Now, new research by Professor Joseph Reiner and his colleagues at Virginia Commonwealth University in the United States has shown promise for a urine-based test for ovarian cancer.

Previous studies have shown that there are thousands of small molecules, called peptides, in the urine of people with ovarian cancer.

While it is possible to detect those molecules using certain well-established techniques, those techniques aren’t straightforward or cost effective.

Prof Reiner and his team sought a new approach to more easily detect those peptides. He turned to nanopore sensing, which has the potential to simultaneously detect multiple peptides.

The basic idea of nanopore sensing involves passing molecules through a tiny pore, or nanopore, and measuring the changes in electrical current or other properties as the molecules pass through.
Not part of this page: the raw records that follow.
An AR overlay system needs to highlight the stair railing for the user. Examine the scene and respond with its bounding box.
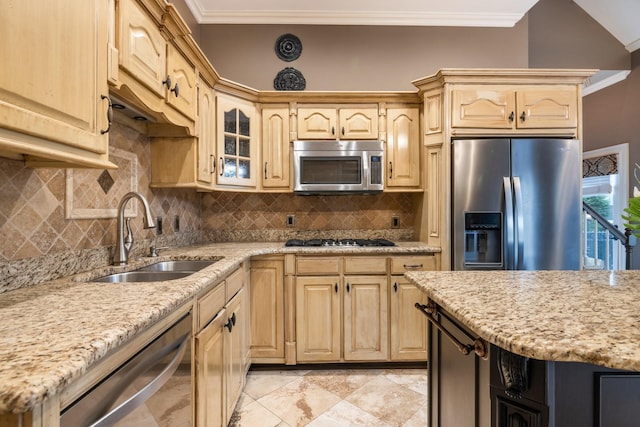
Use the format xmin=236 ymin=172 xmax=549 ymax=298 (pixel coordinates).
xmin=582 ymin=201 xmax=636 ymax=270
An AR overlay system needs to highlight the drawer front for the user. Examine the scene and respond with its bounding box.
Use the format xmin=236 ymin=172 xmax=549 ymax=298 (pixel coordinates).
xmin=344 ymin=257 xmax=387 ymax=274
xmin=226 ymin=268 xmax=244 ymax=301
xmin=198 ymin=282 xmax=226 ymax=331
xmin=296 ymin=257 xmax=340 ymax=276
xmin=391 ymin=254 xmax=436 ymax=274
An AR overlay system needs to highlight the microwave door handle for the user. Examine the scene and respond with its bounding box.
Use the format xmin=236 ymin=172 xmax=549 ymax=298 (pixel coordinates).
xmin=502 ymin=176 xmax=515 ymax=270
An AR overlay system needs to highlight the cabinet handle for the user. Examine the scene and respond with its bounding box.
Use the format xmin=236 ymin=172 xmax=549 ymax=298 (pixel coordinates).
xmin=100 ymin=95 xmax=113 ymax=135
xmin=162 ymin=74 xmax=171 ymax=90
xmin=415 ymin=301 xmax=489 ymax=360
xmin=224 ymin=317 xmax=233 ymax=332
xmin=169 ymin=83 xmax=180 ymax=98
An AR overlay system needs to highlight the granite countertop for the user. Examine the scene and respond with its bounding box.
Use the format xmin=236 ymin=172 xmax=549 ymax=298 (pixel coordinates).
xmin=405 ymin=270 xmax=640 ymax=371
xmin=0 ymin=242 xmax=440 ymax=413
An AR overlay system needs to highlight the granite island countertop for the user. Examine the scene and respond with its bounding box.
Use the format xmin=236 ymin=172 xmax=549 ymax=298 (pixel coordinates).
xmin=405 ymin=270 xmax=640 ymax=371
xmin=0 ymin=242 xmax=440 ymax=413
To harness the nanopore technology to detect various peptides, Prof Reiner used gold nanoparticles that can partially block the pore.

He explained that peptides – like those in the urine of people with ovarian cancer – will then “stick to the gold particle and basically dance around and show us a unique current signature.”

He says the method is capable of simultaneously identifying multiple peptides, and in the study the team identified and analysed 13 peptides, including those derived from LRG-1, a biomarker found in the urine of ovarian cancer patients.

Of those 13 peptides, Prof Reiner said: “We now know what those signatures look like, and how they might be able to be used for this detection scheme. It’s like a fingerprint that basically tells us what the peptide is.”

He added: “Clinical data shows a 50 to 75 per cent improvement in five-year survival when cancers are detected at their earliest stages. This is true across numerous cancer types.”

The team’s ultimate goal is to develop a test that, combined with other information – such as blood tests, ultrasound scans, and family history – could improve early-stage ovarian cancer detection accuracy in the future. Prof Reiner presented the findings at the Biophysical Society Annual Meeting in Philadelphia, Pennsylvania.